Wang, 61, now serves, according to one Western expert, as "China's chief spook," the shadowy surpervisor of China's foreign esponage and extensive domestic spy network designed to prevent subversion at home.

His new prominence may derive directly from the equally murky events of last Oct. 6, when former Party Chairman Mao Tse-tung's widow and three of her close allies on the Politburo were arrested around midnight and sent off to political oblivion.

As a long-time commander of the crack 8341 unit that provides security and also some espionage service to the chairman of the Communist Party, Wang's loyalties on that night, just a month after the death of Mao, must have been subject of great concern to the factions struggling to inherit Mao's mantle.

Reports coming out of China indicate that Wang was willing to turn his back on the wife of the man he had served as orderly and bodyguard since before the Long March in 1933 and support the relatively unknown Hunan bureaucrat Hua Kuo-feng, the candidate of most of the influential party and army veterans for the chairmanship. Wang reportedly alerted Hua when Chiang attempted to remove some of Mao's papers from the office after his death, allegedly to alter them in a way that would support her own claim to the chairmanship.

After the purge of Chiang Ching and her allies, Wang allegedly was assigned to help conduct the investigation of their crimes.

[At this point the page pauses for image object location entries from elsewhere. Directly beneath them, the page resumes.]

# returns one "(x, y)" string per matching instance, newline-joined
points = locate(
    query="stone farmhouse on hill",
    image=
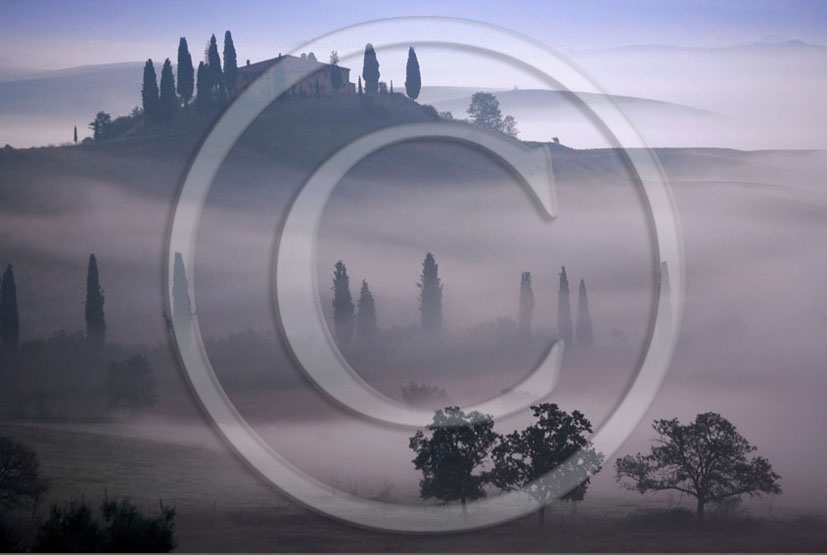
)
(319, 75)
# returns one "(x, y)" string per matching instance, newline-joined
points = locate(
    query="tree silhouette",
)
(370, 70)
(216, 76)
(707, 459)
(19, 474)
(342, 306)
(9, 317)
(430, 296)
(149, 93)
(203, 90)
(551, 459)
(230, 63)
(366, 327)
(585, 334)
(100, 126)
(457, 446)
(168, 101)
(484, 111)
(564, 310)
(413, 80)
(526, 310)
(95, 322)
(186, 77)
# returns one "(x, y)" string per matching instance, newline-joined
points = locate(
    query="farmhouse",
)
(314, 77)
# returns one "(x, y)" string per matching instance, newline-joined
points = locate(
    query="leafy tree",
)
(484, 111)
(186, 77)
(366, 327)
(585, 334)
(413, 80)
(565, 331)
(430, 296)
(19, 474)
(451, 456)
(149, 93)
(526, 310)
(342, 305)
(230, 63)
(216, 75)
(370, 70)
(95, 321)
(707, 459)
(131, 384)
(168, 101)
(551, 459)
(9, 317)
(101, 126)
(203, 90)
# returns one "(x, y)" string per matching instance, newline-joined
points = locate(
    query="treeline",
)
(357, 324)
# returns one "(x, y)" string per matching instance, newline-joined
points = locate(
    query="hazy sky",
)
(49, 35)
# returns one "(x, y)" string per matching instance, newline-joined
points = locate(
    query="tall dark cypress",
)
(413, 80)
(9, 317)
(370, 70)
(366, 326)
(564, 325)
(342, 306)
(203, 90)
(230, 63)
(215, 74)
(526, 308)
(149, 93)
(585, 333)
(168, 101)
(430, 296)
(186, 76)
(95, 322)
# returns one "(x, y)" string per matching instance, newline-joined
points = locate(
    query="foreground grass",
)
(221, 506)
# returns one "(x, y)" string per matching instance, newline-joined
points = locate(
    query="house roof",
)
(288, 62)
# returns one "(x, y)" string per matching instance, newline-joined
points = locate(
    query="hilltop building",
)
(318, 74)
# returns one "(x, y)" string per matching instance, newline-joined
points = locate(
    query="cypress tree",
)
(216, 76)
(526, 310)
(95, 322)
(430, 296)
(413, 80)
(585, 334)
(149, 93)
(230, 63)
(168, 101)
(202, 99)
(9, 317)
(181, 305)
(342, 306)
(564, 330)
(370, 70)
(186, 77)
(366, 326)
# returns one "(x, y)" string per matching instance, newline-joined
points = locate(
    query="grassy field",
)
(223, 507)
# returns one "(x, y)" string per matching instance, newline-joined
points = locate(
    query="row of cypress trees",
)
(359, 322)
(370, 73)
(211, 84)
(93, 308)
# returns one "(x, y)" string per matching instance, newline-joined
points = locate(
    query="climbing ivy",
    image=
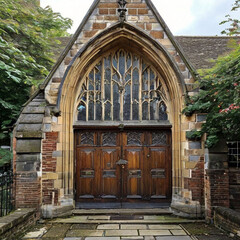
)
(219, 96)
(28, 36)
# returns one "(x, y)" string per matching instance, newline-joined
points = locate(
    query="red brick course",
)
(196, 183)
(216, 190)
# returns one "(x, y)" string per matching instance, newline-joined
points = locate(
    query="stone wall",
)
(234, 188)
(227, 219)
(48, 168)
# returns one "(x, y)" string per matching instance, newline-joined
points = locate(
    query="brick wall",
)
(28, 189)
(195, 184)
(216, 190)
(234, 188)
(49, 145)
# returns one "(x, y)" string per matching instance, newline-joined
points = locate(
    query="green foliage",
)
(27, 36)
(5, 157)
(194, 135)
(234, 23)
(219, 96)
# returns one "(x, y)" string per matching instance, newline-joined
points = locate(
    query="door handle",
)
(122, 162)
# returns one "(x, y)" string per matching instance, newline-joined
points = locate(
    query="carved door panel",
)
(86, 173)
(128, 166)
(110, 172)
(133, 172)
(159, 165)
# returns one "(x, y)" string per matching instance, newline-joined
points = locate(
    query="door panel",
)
(86, 173)
(157, 173)
(123, 166)
(110, 173)
(134, 188)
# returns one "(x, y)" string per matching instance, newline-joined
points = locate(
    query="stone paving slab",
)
(133, 226)
(75, 219)
(131, 238)
(57, 231)
(84, 226)
(84, 233)
(149, 238)
(35, 234)
(119, 233)
(108, 226)
(102, 238)
(175, 238)
(178, 232)
(155, 233)
(98, 217)
(163, 226)
(72, 238)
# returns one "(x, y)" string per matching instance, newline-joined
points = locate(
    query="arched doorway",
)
(122, 134)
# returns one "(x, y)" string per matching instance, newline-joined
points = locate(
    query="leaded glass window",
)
(122, 87)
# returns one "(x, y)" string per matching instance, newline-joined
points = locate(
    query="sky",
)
(185, 17)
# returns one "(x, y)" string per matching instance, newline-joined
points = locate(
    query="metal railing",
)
(6, 193)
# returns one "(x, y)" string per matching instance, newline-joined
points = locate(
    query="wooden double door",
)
(123, 166)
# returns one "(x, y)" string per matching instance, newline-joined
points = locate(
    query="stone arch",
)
(136, 40)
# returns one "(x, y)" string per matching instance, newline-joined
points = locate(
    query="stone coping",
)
(13, 219)
(229, 214)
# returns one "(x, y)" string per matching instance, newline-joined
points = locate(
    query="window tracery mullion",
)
(131, 92)
(121, 84)
(103, 89)
(111, 86)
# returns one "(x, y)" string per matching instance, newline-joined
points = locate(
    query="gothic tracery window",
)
(122, 87)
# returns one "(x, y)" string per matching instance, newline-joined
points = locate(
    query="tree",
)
(28, 35)
(219, 96)
(234, 23)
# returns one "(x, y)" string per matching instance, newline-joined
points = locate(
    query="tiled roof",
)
(201, 50)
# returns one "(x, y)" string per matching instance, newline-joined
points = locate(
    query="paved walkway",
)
(116, 228)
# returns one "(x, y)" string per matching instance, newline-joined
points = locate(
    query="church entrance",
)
(116, 168)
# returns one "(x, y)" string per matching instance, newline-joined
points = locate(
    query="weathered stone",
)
(34, 110)
(108, 226)
(27, 166)
(84, 233)
(174, 238)
(125, 233)
(133, 226)
(178, 232)
(195, 145)
(29, 127)
(36, 234)
(163, 226)
(28, 158)
(38, 134)
(31, 118)
(28, 146)
(193, 158)
(154, 232)
(57, 231)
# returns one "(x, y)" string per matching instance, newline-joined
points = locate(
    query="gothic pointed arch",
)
(83, 77)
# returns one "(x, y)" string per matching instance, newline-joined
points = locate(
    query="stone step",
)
(153, 211)
(107, 219)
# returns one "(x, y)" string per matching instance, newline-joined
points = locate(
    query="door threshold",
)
(121, 211)
(125, 205)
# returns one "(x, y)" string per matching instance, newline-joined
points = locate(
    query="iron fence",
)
(6, 193)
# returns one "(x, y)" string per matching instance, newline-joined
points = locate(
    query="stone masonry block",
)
(29, 127)
(34, 110)
(31, 118)
(157, 34)
(28, 158)
(193, 158)
(195, 145)
(27, 166)
(28, 146)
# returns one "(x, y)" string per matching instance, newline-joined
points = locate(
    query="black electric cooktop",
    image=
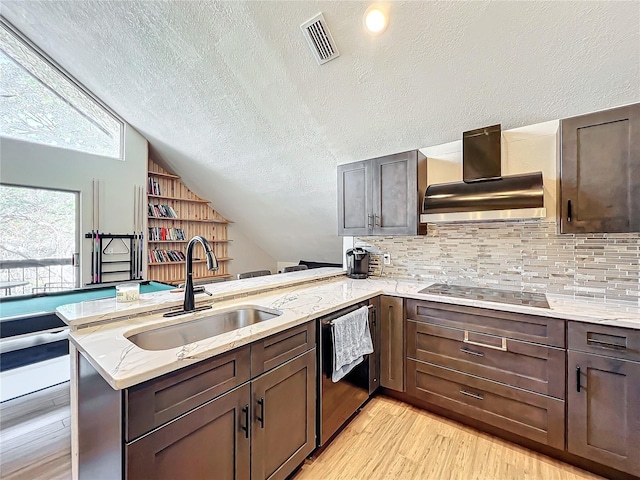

He seemed to be inheriting the role of Kang Sheng, the man who, until he died in 1975, was Mao's trusted confidant and informant on matters of espionage and security.

After Wang's role as Mao's personal guard ended with the Communist victory in 1949, he served in an assortment of public security ministry that he began to take on extraordinary responsibilities, being put in charge, according to one report, of detaining an army officer who was one of the first purge victims in the Cultural Revolution.

His assignment to follow Liu on his trip to West Asia seems in hindsight a clear Mao attempt to keep tabs on the man Mao considered the principal villain in his fight against an entrenched bureaucracy.

It appears that under Kang's leadership, Wang watched out for disloyalty to Mao in the Chinese army as it played a crucial role in the factional struggles of the late 1960s.